In college (Central Connecticut State University) I was confined to canned soup, and the hope for a 4 for $5 sale at the Stop & Shop on the Newington and New Britain border. Homemade soup wasn’t an option while living the Vance residence hall life, even if homemade things are cheaper. It was something I accepted though, and would eventually become well known for my different breakfast choice.
My residence hall had ovens, but it didn’t have burners, and we weren’t allowed to have hot plates. Even if we had been able to use them I didn’t have a personal fridge to store things in, and we all know your entire floor raids the communal fridge. With soup cup* in hand I often made chicken or turkey noodle soup, among closely related others. Sometimes it was in my works break room, my [Vance] floors kitchen, or the basement kitchen as the microwave constantly had an out of order sign in front of it. Either way, soup got me through breakfast in one of the cheapest and easiest ways possible for a college student.
My soup obsession started when I received opening shifts at the STC (Marcus White Computer Lab). As a transfer student I spent two years at CCSU, and a year and a half of them were spent working inside that wonderful lab. I actually enjoyed opening as mornings were relatively quiet, the only bad side is that the dining hall didn’t open until after I started working. I wasn’t the biggest fan of dining hall breakfast to begin with though. The staff did their best, and bacon days were my favorite, but my idea of a traditional breakfast is pizza bagels, and their’s was omelet’s and cereal. The clash sent me to buy cereal bars for the first semester of Saturday opening shifts at the STC. I wanted to liven things up for the next semester though, and that’s when I received a free soup cup at a club leadership training workshop. My days in a breakfast rut were over.

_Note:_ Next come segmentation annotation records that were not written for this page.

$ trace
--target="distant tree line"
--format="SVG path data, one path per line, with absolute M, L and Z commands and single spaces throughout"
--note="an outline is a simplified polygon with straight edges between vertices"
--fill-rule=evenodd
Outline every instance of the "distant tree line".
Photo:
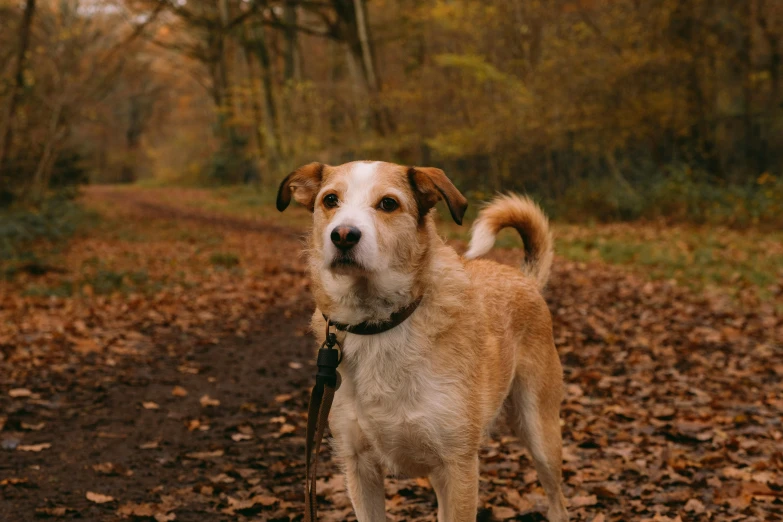
M 769 213 L 781 38 L 777 0 L 0 0 L 0 190 L 383 158 L 608 218 L 705 187 Z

Throughout the year I would continue my soup breakfast routine, especially when I had three opening shifts. I became “famous” to other coworkers, and eventually the boss, for my unconventional morning meal. During one Saturday morning I spent a good amount of time googling “soup for breakfast,” explaining to a coworker how awesome soup for breakfast was, and that the internet supported my decision.
It was always a shock to some of my fellow openers if I had Dunkin’ Donuts or Subway (The meal…I know…odd) instead of my usual. It’s a funny identity to have, “Soup girl,” or “Coworker who loves soup,” something like that, my former coworkers and I never really had a title for my workplace role, but I was always happy to be known for my breakfast.
*The hyperlink does not show the soup cups that I use, it is just an example of what a soup cup is.